After seeing the owl fly off with his hat, he continued with his night.
“I found my hat a bit later,” Costales said, “but it had holes in it from the owl’s claws.”
Costales said his hat protected him from getting clawed deep into his head and only got one minor scratch on his head.
“Watch yourself on that side of campus,” he said.
Sophomore Tyler Ferdinand was walking back from his car around 10:30 p.m. when he was knocked to the ground by what he thought was a baseball bat, he said.
After not seeing anything, Ferdinand continued to walk to his dorm, he said. Then, Ferdinand said the owl attacked the back of his head a second time.
“I thought I was getting mugged or something.” he said, “but then I looked up and saw these orange or yellowish eyes.”
Ferdinand said he believed that if the owl had hit him a third time, it would have knocked him out.
“I had a big cut on the back of my head,” he said, “and six minor cuts across my scalp. All of them scabbed over, but it hurt a lot.”
He went to the Student Health Center the next morning to get checked out, he said. They assured him he could not get rabies and got his tetanus shot updated to ensure the owl didn’t transmit anything, he said.

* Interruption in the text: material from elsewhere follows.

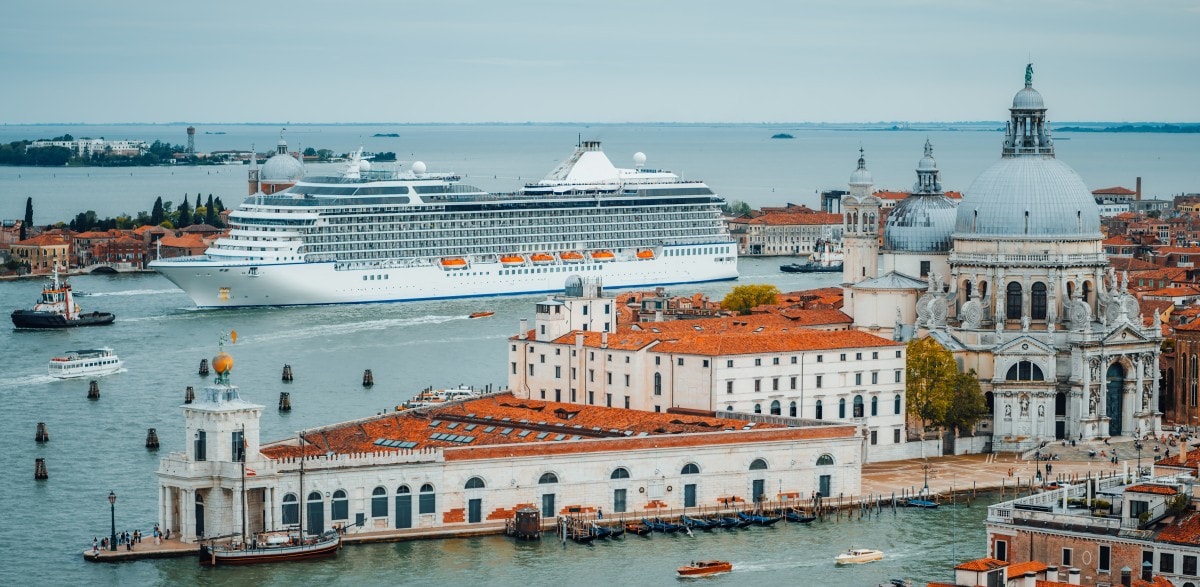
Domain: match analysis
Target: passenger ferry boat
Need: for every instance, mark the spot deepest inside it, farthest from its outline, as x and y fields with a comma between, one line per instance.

“You can’t hear or see it coming,” Ferdinand said. “I assume there was a nest that I was invading near those trees.”
Smallwood is working with Facilities, Public Safety and the Virginia Department of Wildlife Resources to protect the community and the bird, wrote Sunni Brown, director of media and public relations, in an email to The Collegian.
Smallwood said that while barred owls were very territorial, the owl was attacking in different areas, so it wasn’t protecting a nest. Their typical nesting period is during February and March, and the teenage owls typically leave by June or July, Smallwood said.
“This bird was probably raised in captivity and escaped,” Smallwood said. “I don’t think it’s trying to attack people. I think it’s just used to people feeding it and it’s probably really hungry.”
Birds of prey in captivity are only legal with a license to show them for educational purposes, Smallwood said.
“No one should invite this owl toward them,” he said. “If you wave at it, that should scare it off.”
Smallwood has been in contact with the Richmond Audubon Society to see if they know anyone who has a license and has lost an owl, or if they know anyone who could help UR with the owl.
“In a nature center, it could live out a decent life when others could see how magnificent these birds are,” he said.